How do I use it? When I try this query:
SELECT *, ROW_NUMBER() OVER (ORDER BY f0) AS rn FROM inp
I get this error:
org.apache.flink.table.api.ValidationException: Over Agg: The window rank function without order by. please re-check the over window statement.
Does it always require sorting the table? This seems like an overhead I'd rather avoid.
The next option was just to generate a random UUID for every row. But when I try this, the same UUID is never used twice, so it's completely useless. Here's an example:
import org.apache.flink.streaming.api.scala.StreamExecutionEnvironment
import org.apache.flink.table.api._
import org.apache.flink.table.api.bridge.scala.StreamTableEnvironment
object Sandbox {
def main(args: Array[String]): Unit = {
val env = StreamTableEnvironment.create(
StreamExecutionEnvironment.getExecutionEnvironment
)
val inp = env.fromValues(1.as("id"))
val out1 = inp.addColumns(uuid().as("u"))
val out2 = out1.addColumns($"u".as("u2"))
env.executeSql("""
CREATE TABLE out1 ( id INTEGER, u VARCHAR(36) )
WITH ('connector' = 'print')
""")
env.executeSql("""
CREATE TABLE out2 ( id INTEGER, u VARCHAR(36), u2 VARCHAR(36) )
WITH ('connector' = 'print')
""")
env.createStatementSet()
.addInsert("out1", out1)
.addInsert("out2", out2)
.execute()
// Equivalent to the createStatementSet method:
out1.executeInsert("out1")
out2.executeInsert("out2")
}
}
The output I get:
[info] +I(1,4e6008ad-868a-4f95-88b0-38ee7969067d)
[info] +I(1,55da264d-1e15-4c40-94d4-822e1cd5db9c,c9a78f93-580c-456d-9883-08bc998124ed)
I need the UUID from out1
to reappear in out2
in both columns, e.g:
[info] +I(1,4e6008ad-868a-4f95-88b0-38ee7969067d)

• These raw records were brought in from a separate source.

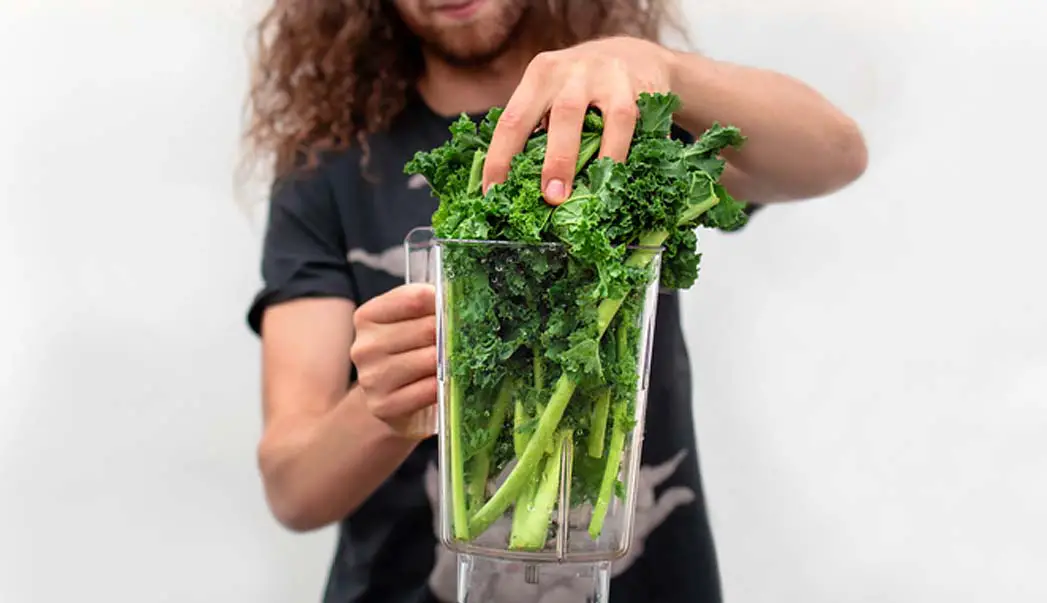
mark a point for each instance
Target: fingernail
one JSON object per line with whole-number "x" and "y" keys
{"x": 554, "y": 191}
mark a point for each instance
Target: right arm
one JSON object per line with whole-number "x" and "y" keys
{"x": 322, "y": 450}
{"x": 326, "y": 446}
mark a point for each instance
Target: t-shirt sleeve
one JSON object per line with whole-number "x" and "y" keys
{"x": 304, "y": 249}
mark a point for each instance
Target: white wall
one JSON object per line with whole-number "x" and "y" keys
{"x": 871, "y": 373}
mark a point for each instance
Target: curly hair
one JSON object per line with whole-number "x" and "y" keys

[info] +I(1,4e6008ad-868a-4f95-88b0-38ee7969067d,4e6008ad-868a-4f95-88b0-38ee7969067d)
I suppose this is due to this note in the docs:
This function is not deterministic which means the value would be recalculated for each record.
How can I calculate a UUID just once and make it 'concrete' so that the same value is sent to both out1
and out2
?
I get a similar result with a user defined function:
class uuidUdf extends ScalarFunction {
def eval(): String = UUID.randomUUID().toString
}
val out1 = inp.addColumns(call(new uuidUdf()).as("u"))